WLCG Operations Coordination Minutes, September 13th, 2018
Highlights
- A report on EOS incidents, improvements and plans
- Despite recent issues, the outlook is positive for the rest of 2018 and beyond
- CMS CRIC is deployed in production
- Sites should upgrade perfSONAR to v4.1 on CentOS 7
Agenda
Attendance
- local: Alberto (CERN storage), Borja (monitoring + WLCG), Julia (WLCG), Maarten (ALICE + WLCG), Marian (networks + monitoring), Massimo (CERN storage), Tommaso (CMS), Vincent (security)
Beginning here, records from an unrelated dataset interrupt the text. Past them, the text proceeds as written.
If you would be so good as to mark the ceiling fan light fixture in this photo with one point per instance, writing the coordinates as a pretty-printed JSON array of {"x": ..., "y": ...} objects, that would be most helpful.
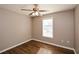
[{"x": 36, "y": 13}]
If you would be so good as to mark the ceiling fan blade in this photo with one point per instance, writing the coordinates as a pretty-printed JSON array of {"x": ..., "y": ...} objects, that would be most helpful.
[
  {"x": 42, "y": 10},
  {"x": 26, "y": 9}
]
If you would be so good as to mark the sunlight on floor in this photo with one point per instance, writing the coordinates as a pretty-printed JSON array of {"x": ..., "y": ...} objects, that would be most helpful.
[{"x": 44, "y": 51}]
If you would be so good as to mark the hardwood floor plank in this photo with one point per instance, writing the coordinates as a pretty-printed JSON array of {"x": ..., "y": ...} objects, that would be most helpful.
[{"x": 33, "y": 47}]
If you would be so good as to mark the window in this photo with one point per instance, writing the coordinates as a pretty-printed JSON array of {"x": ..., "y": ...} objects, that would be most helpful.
[{"x": 47, "y": 28}]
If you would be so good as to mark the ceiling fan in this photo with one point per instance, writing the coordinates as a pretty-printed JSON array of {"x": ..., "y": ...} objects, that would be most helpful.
[{"x": 35, "y": 11}]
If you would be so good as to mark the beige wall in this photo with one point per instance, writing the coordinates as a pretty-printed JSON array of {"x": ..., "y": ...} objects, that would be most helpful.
[
  {"x": 14, "y": 28},
  {"x": 63, "y": 28},
  {"x": 77, "y": 29}
]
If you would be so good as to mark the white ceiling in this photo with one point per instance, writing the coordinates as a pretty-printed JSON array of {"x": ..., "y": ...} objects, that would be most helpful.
[{"x": 50, "y": 7}]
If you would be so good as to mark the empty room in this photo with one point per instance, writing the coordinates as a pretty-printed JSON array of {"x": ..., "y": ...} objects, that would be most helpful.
[{"x": 39, "y": 28}]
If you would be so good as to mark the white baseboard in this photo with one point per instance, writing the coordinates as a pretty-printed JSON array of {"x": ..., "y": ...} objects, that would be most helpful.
[
  {"x": 56, "y": 45},
  {"x": 15, "y": 45},
  {"x": 39, "y": 41}
]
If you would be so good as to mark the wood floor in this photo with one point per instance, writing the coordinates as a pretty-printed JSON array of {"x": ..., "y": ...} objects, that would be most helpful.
[{"x": 35, "y": 47}]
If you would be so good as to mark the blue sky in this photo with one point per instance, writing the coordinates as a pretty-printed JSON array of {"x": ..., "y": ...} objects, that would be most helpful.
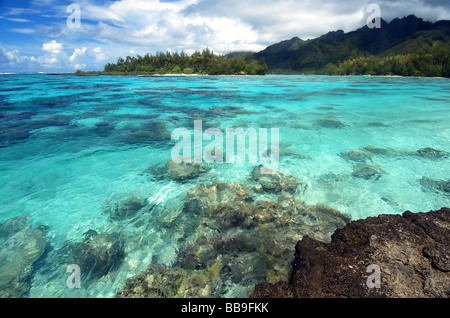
[{"x": 36, "y": 36}]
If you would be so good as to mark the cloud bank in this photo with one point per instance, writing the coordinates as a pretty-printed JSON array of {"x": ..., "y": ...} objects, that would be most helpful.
[{"x": 112, "y": 28}]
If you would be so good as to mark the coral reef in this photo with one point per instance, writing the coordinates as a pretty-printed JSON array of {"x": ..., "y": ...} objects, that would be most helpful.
[
  {"x": 125, "y": 206},
  {"x": 21, "y": 247},
  {"x": 366, "y": 171},
  {"x": 411, "y": 251},
  {"x": 275, "y": 181},
  {"x": 360, "y": 155},
  {"x": 97, "y": 254},
  {"x": 253, "y": 239},
  {"x": 178, "y": 171}
]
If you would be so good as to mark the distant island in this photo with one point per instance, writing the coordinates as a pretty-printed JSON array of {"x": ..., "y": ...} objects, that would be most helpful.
[
  {"x": 406, "y": 47},
  {"x": 202, "y": 63}
]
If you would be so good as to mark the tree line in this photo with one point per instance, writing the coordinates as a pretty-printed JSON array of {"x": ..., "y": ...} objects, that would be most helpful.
[{"x": 205, "y": 62}]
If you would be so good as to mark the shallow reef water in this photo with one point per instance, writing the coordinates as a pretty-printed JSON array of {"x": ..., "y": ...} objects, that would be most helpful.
[{"x": 87, "y": 177}]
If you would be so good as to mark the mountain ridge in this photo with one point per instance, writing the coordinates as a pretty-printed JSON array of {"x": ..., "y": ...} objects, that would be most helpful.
[{"x": 408, "y": 35}]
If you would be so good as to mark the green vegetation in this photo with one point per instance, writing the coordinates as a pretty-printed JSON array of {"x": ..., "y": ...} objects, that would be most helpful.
[
  {"x": 205, "y": 62},
  {"x": 434, "y": 62},
  {"x": 407, "y": 47}
]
- remote: Alessandra D (Napoli), Alessandra F (Manchester + ATLAS + WLCG), Brij (TIFR), Catherine (LPSC + IN2P3), Cristi (CERN storage), Di (TRIUMF), Eric (IN2P3-CC), Felix (ASGC), Giuseppe (CMS), Johannes (ATLAS), Martin (Prague), Matt (EGI), Puneet (TIFR), Stephan (CMS), Vladimir (LHCb)
- apologies: Pepe (PIC)
Operations News
- Experiment contacts are kindly asked to provide info for the list of services dealing with user information and therefore will need to provide privacy note . See more details in the GDPR discussion during GDB
- The next meeting will be on Thu Oct 11
- Please let us know if that date would pose a significant problem.
Special topics
EOS report
See the
presentation
Discussion
- Johannes:
- EOS-ATLAS has been fairly stable over the summer
- 1-2 short outages in the last 3 weeks, not that serious
- The improvements have worked, the situation now looks OK for ATLAS
- 1 rogue user caused an outage during the spring, dealt with on the ATLAS side
- Massimo:
- The presentation refers to a report that compares before and after
- It agrees with the conclusions from ATLAS
- 1 reboot was caused by a power cable incident
- Should be better with the HA setups we will have in the future
- Will also mitigate SW issues
- Reboots lasting 1000+ seconds up to a few hours have been the main issue
- Tommaso:
- CMS has had the opposite experience - major incidents last week
- See the CMS report
- 1-2 h downtime can be handled OK, silent corruptions cannot!
- The source files will typically have been deleted in the meantime
- Fortunately that problem was noticed after just ~20 minutes
- Is it understood?
- Massimo:
- It was caused by a background activity, viz. the MGM memory compaction
- The files disappeared only from the name space and usually can be recovered
- This kind of trouble will go away with the new MGM
- Tommaso:
- We also ran into directories where only root could write
- And there were FUSE mount problems on some of our service machines
- E.g. processing log files
- Do we have to switch to the new plugin?
- Massimo:
- The old plugin is still maintained
- The new version is in QA for LHCb and AMS - maybe CMS wants to join?
- Tommaso:
- Let's try it out on specific machines
- Can the FUSE plugin be used in production?
- Massimo:
- The last 2 years we have invested a huge effort in the FUSE plugin
- We now have v2 which indeed is supported for production
- Alberto: where will it be tested?
- Tommaso: on a few CMS VOBOXes
- Tommaso: w.r.t. the HI data-taking tests this week,
there does not seem to be a lot of tape writing by ALICE?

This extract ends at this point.